検察事務官から検察官になれる制度が必要
最近犯罪が多くなっています。特に殺人事件が増えたように思われます。以前の殺人は恨みがあったとか、揉め事があったとか因果関係があるものが多かったのに対し、最近は闇バイトによる押し込み強盗殺人とか行き当たりの殺人が多くなっています。こんな状況ですから暴力事件や性被害事件などの刑事犯罪はこれ以上に増加しており、警察の逮捕者数や送検件数が大幅に増加しているようです。それは検察が不起訴にする事件が多いことから伺えます。私は熊本出身でよくネットで熊本のニュースをチェックするのですが、傷害事件や婦女暴行事件が不起訴になったというニュースを頻繁に見かけるようになりました。これは司法記者が「えー、これを不起訴はおかしい」という問題意識があって書いていると思われます。記事の内容を見るとこれで不起訴はおかしいし、こんなことをしていたら治安が悪化するのではないかと心配になります。尚これは熊本ばかりでなく全国的な傾向です。
そこでなんで検察は不起訴処分を乱発するのだろうと考えると、検察官の数が不足していることに行き当たります。その証拠として検察官の採用者数を見ると令和元年以降、65人,66人,71人,72人,76人と増えています。また高検の検事長人事を見ると東大や京大卒が少なくなっており検察官の人気が無くなると同時に退職(弁護士転身)も増えていることが伺えます。起訴すると書類づくりや訴訟で時間が取られることから、検察官が足りなければ起訴する案件を絞ることになります。その結果が不起訴処分の増加となって現れているように思われます。
この見立てが当たっているなら、検察官を増やすことが必要となります。司法試験合格者は毎年1,500人を超えており、弁護士業務を生業にするのは厳しくなっていることから、検察官の採用自体は困っていないと思われますが(ただし採用者の実力は低下している)、若手の退職者は増加しており、30代、40代のベテラン検事が不足しているように思われます。これを採用で補うのは困難であり、新しい検察官人事制度が必要となります。
そこで考えられるのが検察事務官から検察官になれる制度を創設することです。検察事務官は、検察官を補佐し、又はその指揮の下犯罪の捜査から裁判の遂行、そして刑の執行に至るまでの一連の刑事手続に関する業務を行いますから、刑事事件については検察官に近い実務能力が付くことになります。

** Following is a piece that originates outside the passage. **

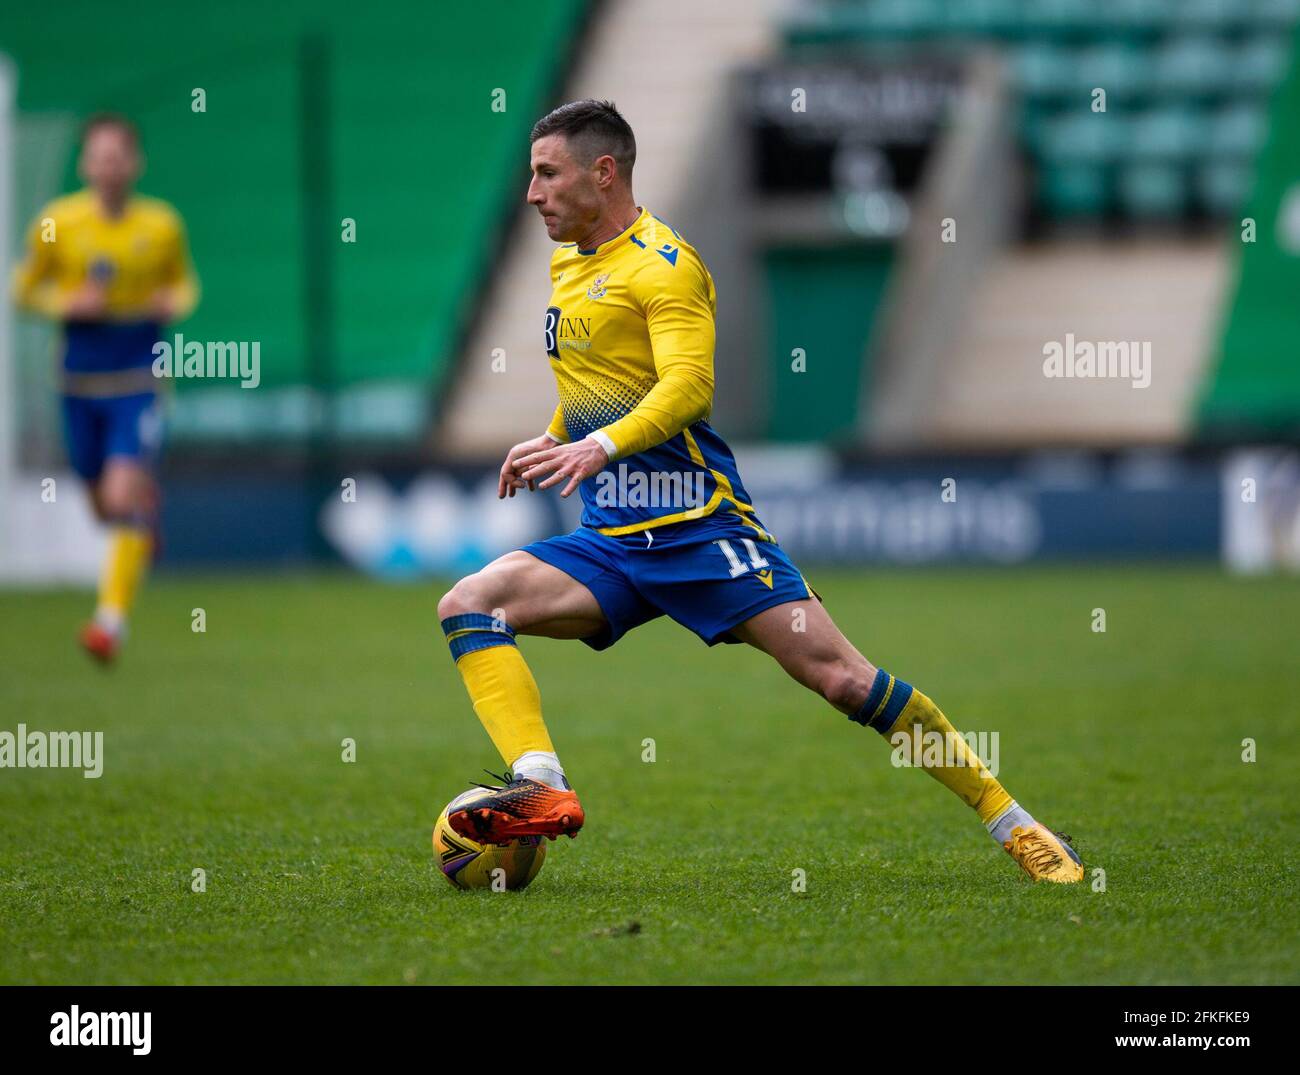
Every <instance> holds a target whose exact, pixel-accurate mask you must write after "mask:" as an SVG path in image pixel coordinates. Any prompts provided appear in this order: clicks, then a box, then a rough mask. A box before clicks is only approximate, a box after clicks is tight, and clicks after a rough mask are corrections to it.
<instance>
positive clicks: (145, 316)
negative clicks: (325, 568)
mask: <svg viewBox="0 0 1300 1075" xmlns="http://www.w3.org/2000/svg"><path fill="white" fill-rule="evenodd" d="M143 162H144V161H143V157H142V155H140V140H139V133H138V131H136V129H135V125H134V123H131V121H130V120H127V118H125V117H122V116H116V114H99V116H94V117H91V118H90V120H88V121H87V122H86V126H85V129H83V133H82V146H81V160H79V165H78V170H79V174H81V177H82V179H83V181H85V183H86V188H85V190H81V191H78V192H77V194H70V195H66V196H64V198H57V199H55V200H53V201H51V203H49V204H48V205H45V208H44V209H42V211H40V214H39V216H38V218H36V220H35V222H34V224H32V225H31V231H30V233H29V239H27V251H26V256H25V259H23V261H22V264H19V265H18V269H17V272H16V274H14V283H13V291H14V299H16V300H17V303H18V305H21V307H23V308H26V309H29V311H32V312H35V313H39V315H42V316H44V317H48V318H51V320H53V321H57V322H60V324H61V325H62V329H64V343H62V370H61V393H62V411H64V429H65V434H66V443H68V459H69V463H70V465H72V468H73V469H74V471H75V472H77V474H78V476H79V477H81V478H82V480H83V481H85V482H86V485H87V489H88V491H90V497H91V503H92V504H94V508H95V515H96V516H98V517H99V519H100V521H103V523H104V524H107V525H108V526H109V528H110V534H109V543H108V555H107V559H105V562H104V567H103V573H101V577H100V585H99V603H98V606H96V608H95V615H94V617H92V619H91V621H90V623H87V624H86V627H83V628H82V633H81V642H82V646H83V647H85V649H86V650H87V653H90V654H91V655H92V656H95V658H98V659H99V660H101V662H109V660H112V659H113V656H114V655H116V653H117V649H118V646H120V645H121V641H122V638H123V637H125V629H126V616H127V614H129V612H130V608H131V603H133V602H134V599H135V594H136V591H138V590H139V586H140V582H142V580H143V577H144V573H146V569H147V567H148V563H149V560H151V558H152V555H153V552H155V549H156V539H155V533H156V524H157V512H159V491H157V485H156V482H155V478H153V468H155V464H156V460H157V452H159V447H160V441H161V433H162V421H161V413H160V403H159V382H157V380H156V378H155V376H153V370H152V368H151V367H152V363H153V359H155V355H153V344H155V343H156V342H157V341H159V338H160V334H161V329H162V326H164V325H166V324H168V322H170V321H178V320H182V318H185V317H187V316H188V315H190V312H191V311H192V309H194V307H195V303H196V302H198V281H196V278H195V274H194V269H192V266H191V264H190V253H188V248H187V244H186V238H185V226H183V224H182V221H181V217H179V214H178V213H177V212H175V209H173V208H172V207H170V205H168V204H166V203H165V201H160V200H157V199H155V198H144V196H140V195H138V194H135V182H136V181H138V179H139V177H140V172H142V168H143Z"/></svg>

そのため現在でも検察事務官から副検事に昇格する制度があるようです。しかし副検事は検察官の職務を代行できないことになっており(実際は代行させている模様)、検察官不足の解決にはならないようです。そこで副検事から検事になれる制度を設ける必要があります。検察官は司法試験に合格していますが、やっている業務は刑事事件の処理であり、刑事事件だけに限れば検察事務官から検察官に準じる実務能力がある人が出てきます。国税専門官は23年以上国税専門官の業務に従事すれば税理士資格を得られますから、これと同様検察事務官も勤務年数に応じ副検事、更には選抜で検事になれる制度を設けることは何ら問題ないと思われます(ただし弁護士にはなれない)。今後検察官志望者は少なくなりますし、志望者の質も低下します。また検察官の職務に耐えられず弁護士に転身する人も増えると思われることから、この制度の創設は避けられないと思われます。